ジギタリス


 髪を梳く指の動き。
 飽きもせず、同じ動きを繰り返す指に、ジャンはゆっくり瞳を開けた。
「マジック総帥……?」
 身体を縦にし、ベッドに右肘を突き、手で頭を支え、マジックはジャンを見詰めていた。
 左手で、ジャンの頭を撫で続ける。
「総帥……?」
 ジャンの呼び掛けに、マジックはなんでもないよと首を振った。
 指はさあぁさあぁと髪を梳く。
 身の置き所に困り、身体を捩るが、名を呼ばれ、止められた。
「好きだよ。」
 マジックの言葉に、一瞬、ジャンの身体が硬くなった。
「好きだよ、ジャン。
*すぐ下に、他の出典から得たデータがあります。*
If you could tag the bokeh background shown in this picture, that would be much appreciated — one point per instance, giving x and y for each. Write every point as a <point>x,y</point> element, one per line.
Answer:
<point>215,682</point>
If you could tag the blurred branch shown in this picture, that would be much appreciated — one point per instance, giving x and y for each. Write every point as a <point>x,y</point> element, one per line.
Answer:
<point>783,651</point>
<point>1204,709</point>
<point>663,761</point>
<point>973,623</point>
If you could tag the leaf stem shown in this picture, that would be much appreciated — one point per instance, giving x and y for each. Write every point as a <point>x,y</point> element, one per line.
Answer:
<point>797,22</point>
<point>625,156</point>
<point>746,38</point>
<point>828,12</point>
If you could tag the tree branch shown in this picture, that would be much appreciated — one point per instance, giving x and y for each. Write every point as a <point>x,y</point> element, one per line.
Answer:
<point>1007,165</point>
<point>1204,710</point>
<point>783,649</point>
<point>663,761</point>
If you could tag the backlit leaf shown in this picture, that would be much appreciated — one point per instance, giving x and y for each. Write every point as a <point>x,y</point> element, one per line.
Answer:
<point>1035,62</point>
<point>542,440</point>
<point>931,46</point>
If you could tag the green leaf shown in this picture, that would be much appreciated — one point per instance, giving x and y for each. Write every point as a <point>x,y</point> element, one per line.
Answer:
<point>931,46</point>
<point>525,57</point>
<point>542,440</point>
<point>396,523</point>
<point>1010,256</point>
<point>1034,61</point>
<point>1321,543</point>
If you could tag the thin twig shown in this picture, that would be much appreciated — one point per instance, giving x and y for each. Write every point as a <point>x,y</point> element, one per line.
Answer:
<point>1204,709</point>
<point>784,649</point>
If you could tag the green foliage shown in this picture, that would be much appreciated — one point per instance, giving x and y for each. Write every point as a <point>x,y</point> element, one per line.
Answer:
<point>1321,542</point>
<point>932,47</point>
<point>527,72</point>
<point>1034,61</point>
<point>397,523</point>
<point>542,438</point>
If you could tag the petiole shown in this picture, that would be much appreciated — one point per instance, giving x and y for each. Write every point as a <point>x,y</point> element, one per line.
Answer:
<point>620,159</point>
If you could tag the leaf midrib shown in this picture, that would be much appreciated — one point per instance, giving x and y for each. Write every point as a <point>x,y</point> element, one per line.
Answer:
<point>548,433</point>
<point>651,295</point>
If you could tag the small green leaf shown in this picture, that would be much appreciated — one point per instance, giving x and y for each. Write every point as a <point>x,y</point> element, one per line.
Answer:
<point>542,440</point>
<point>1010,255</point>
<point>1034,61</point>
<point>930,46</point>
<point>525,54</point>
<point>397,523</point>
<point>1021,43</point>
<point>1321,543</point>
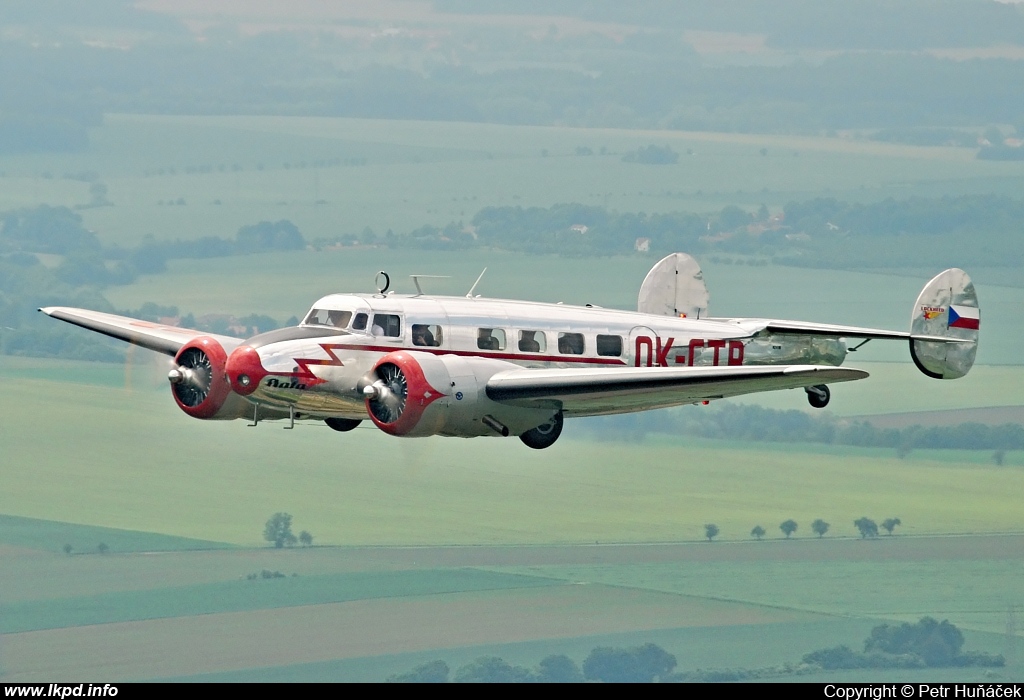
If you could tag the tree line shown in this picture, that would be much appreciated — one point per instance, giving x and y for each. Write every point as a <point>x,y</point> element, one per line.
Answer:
<point>926,644</point>
<point>752,423</point>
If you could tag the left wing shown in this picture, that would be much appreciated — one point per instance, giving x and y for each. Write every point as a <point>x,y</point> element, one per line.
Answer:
<point>165,339</point>
<point>600,392</point>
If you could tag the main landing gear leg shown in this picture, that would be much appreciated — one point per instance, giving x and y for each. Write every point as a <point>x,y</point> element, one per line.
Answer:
<point>544,436</point>
<point>818,395</point>
<point>341,425</point>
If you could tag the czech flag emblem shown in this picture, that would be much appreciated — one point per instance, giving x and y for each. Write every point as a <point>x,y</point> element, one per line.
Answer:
<point>965,317</point>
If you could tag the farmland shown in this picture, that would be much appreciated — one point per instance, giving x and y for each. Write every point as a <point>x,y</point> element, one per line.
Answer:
<point>338,176</point>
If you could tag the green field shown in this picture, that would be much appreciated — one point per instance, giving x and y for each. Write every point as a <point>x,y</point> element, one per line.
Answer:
<point>128,458</point>
<point>435,172</point>
<point>456,549</point>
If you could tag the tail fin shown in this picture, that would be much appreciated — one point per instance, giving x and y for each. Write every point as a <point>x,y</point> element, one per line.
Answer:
<point>674,288</point>
<point>947,307</point>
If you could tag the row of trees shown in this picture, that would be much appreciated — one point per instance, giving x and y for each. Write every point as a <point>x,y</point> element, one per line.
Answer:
<point>865,526</point>
<point>823,232</point>
<point>645,663</point>
<point>927,643</point>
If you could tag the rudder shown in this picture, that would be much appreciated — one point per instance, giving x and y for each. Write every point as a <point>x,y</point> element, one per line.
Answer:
<point>947,307</point>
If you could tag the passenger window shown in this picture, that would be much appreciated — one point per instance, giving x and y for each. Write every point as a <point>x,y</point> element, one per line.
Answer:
<point>491,339</point>
<point>570,343</point>
<point>532,341</point>
<point>388,324</point>
<point>609,346</point>
<point>426,335</point>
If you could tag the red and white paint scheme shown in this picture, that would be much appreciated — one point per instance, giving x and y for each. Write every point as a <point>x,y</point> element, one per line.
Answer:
<point>417,365</point>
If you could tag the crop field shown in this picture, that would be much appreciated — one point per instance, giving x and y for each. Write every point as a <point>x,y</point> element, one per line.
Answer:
<point>286,285</point>
<point>219,482</point>
<point>337,176</point>
<point>721,606</point>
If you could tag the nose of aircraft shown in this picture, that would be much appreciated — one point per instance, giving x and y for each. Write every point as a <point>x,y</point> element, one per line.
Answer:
<point>245,370</point>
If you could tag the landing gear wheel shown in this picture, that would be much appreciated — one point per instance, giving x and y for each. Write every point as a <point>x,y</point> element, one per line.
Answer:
<point>818,396</point>
<point>544,436</point>
<point>342,425</point>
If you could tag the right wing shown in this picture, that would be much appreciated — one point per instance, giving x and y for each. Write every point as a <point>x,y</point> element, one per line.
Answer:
<point>165,339</point>
<point>623,390</point>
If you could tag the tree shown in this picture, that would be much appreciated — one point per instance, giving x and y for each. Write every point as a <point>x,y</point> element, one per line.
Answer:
<point>558,668</point>
<point>788,527</point>
<point>432,671</point>
<point>890,524</point>
<point>867,527</point>
<point>279,530</point>
<point>819,527</point>
<point>937,643</point>
<point>493,669</point>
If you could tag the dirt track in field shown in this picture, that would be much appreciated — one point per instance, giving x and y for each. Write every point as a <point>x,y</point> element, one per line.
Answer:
<point>322,632</point>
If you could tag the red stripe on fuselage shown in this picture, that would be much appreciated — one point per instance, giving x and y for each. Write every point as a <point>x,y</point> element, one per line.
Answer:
<point>511,357</point>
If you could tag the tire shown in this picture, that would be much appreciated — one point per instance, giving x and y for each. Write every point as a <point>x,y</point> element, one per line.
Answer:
<point>342,425</point>
<point>815,397</point>
<point>545,435</point>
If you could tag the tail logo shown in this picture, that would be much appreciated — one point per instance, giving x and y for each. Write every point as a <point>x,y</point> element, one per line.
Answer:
<point>965,317</point>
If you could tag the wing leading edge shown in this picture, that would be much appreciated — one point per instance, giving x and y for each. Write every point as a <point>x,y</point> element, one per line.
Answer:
<point>165,339</point>
<point>589,392</point>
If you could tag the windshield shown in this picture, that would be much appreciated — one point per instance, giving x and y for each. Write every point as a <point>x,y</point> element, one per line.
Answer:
<point>332,317</point>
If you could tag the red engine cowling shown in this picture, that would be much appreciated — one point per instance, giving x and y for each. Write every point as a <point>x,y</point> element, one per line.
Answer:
<point>416,394</point>
<point>200,385</point>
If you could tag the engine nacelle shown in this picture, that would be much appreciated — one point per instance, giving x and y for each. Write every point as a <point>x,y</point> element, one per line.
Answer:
<point>200,385</point>
<point>416,394</point>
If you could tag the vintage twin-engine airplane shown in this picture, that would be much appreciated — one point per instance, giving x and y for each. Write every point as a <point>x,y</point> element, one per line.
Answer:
<point>419,365</point>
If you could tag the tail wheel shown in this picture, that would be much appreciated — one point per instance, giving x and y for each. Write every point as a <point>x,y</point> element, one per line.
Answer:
<point>342,425</point>
<point>544,435</point>
<point>818,395</point>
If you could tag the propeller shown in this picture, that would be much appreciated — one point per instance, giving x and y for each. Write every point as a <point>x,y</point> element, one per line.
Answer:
<point>192,378</point>
<point>388,394</point>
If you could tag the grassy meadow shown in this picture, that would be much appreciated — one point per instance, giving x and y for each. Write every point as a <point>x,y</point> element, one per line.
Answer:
<point>456,549</point>
<point>128,458</point>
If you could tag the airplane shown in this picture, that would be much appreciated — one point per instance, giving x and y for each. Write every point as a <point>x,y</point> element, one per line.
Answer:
<point>466,366</point>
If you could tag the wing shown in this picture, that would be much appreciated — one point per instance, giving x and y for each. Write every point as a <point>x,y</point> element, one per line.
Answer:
<point>599,392</point>
<point>165,339</point>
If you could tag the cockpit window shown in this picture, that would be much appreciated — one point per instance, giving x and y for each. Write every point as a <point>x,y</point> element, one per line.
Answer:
<point>332,317</point>
<point>532,341</point>
<point>427,335</point>
<point>570,343</point>
<point>489,339</point>
<point>388,324</point>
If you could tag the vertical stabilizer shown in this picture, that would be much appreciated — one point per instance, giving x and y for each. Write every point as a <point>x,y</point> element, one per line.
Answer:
<point>946,307</point>
<point>674,288</point>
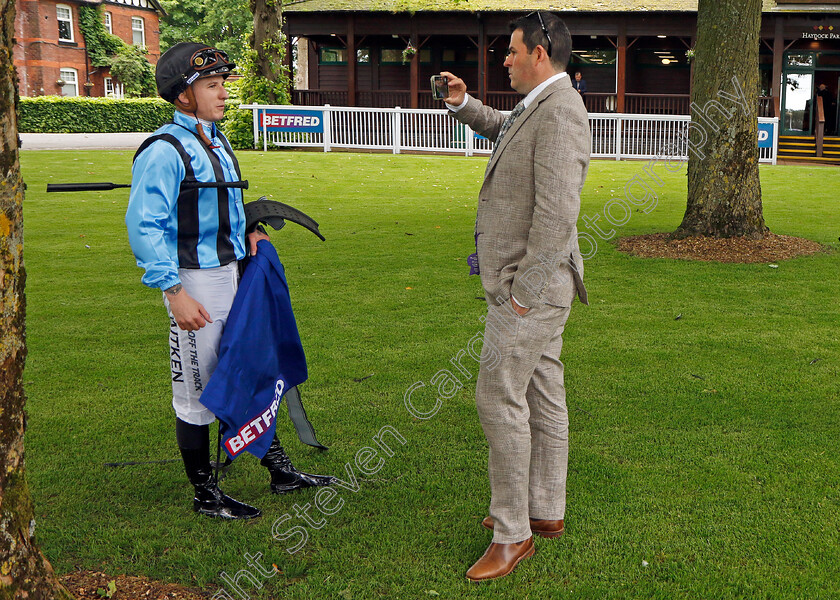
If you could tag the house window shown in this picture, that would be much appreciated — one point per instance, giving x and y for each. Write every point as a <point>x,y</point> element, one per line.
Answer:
<point>71,85</point>
<point>65,22</point>
<point>332,56</point>
<point>138,32</point>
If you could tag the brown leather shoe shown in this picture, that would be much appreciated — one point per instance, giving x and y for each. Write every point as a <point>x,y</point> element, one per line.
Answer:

」
 曖昧な表情をして、ジャンはマジックを見上げた。
 それは笑っているようにも、困っているようにも、泣いているようにも見えたが、どれが本心かは判別できなかった。
 ジャンは口を開き、マジックはその口に指を当てた。
「応えなくていい。愛しているよ、ジャン。」
 ジャンはそっと息を吐き、目を閉じた。
 マジックは何度も何度も同じ言葉と動作を繰り返した。
 何度も。
 最後の日まで。







 昔と同じ場所で、同じように、ジャンはマジックに髪を梳かれていた。
「愛しているよ、ジャン。」
「ああもう分かりましたからいい加減勘弁してください!!」
 顔を真っ赤にしてジャンは置き上がる。
 目の淵を赤くして、ジャンはマジックを睨むが、効果はない。
 マジックは深く笑むと、ジャンの腕を引いてベッドに戻した。
「うわぁっ。」
「愛しているよ、ジャン。」
「人の話を聞いてくださいよ、マジック様!!」
「愛して、いるんだ。」
 抱き締められ、髪を梳かれ、ジャンは根負けしたとマジックの胸に頭を押し当てた。
 トクントクンと流れる血の音を聞きながら、ジャンは口を開いた。
「朝から晩まで、愛を囁かれるこっちの身にもなってくださいよ。」
「諦めてくれないかな。言いたくて堪らないんだから。」
 額に落とされるキスに、目を瞑った。
「愛しているよ、ジャン。ずっとずっと。」
「……オレもです。ずっと。」
「私もさ。ああ、君が応えてくれるから、嬉し過ぎて、私は何度も君を愛していると言わなければならなくなるんだよ。」
「オレのせいですか?」
「私の我が侭だね。だから、愛しているよ、ジャン。」
 深く、合わせられる口付け。
 ジャンは目を閉じ、同じように、マジックの髪を綯い交ぜた。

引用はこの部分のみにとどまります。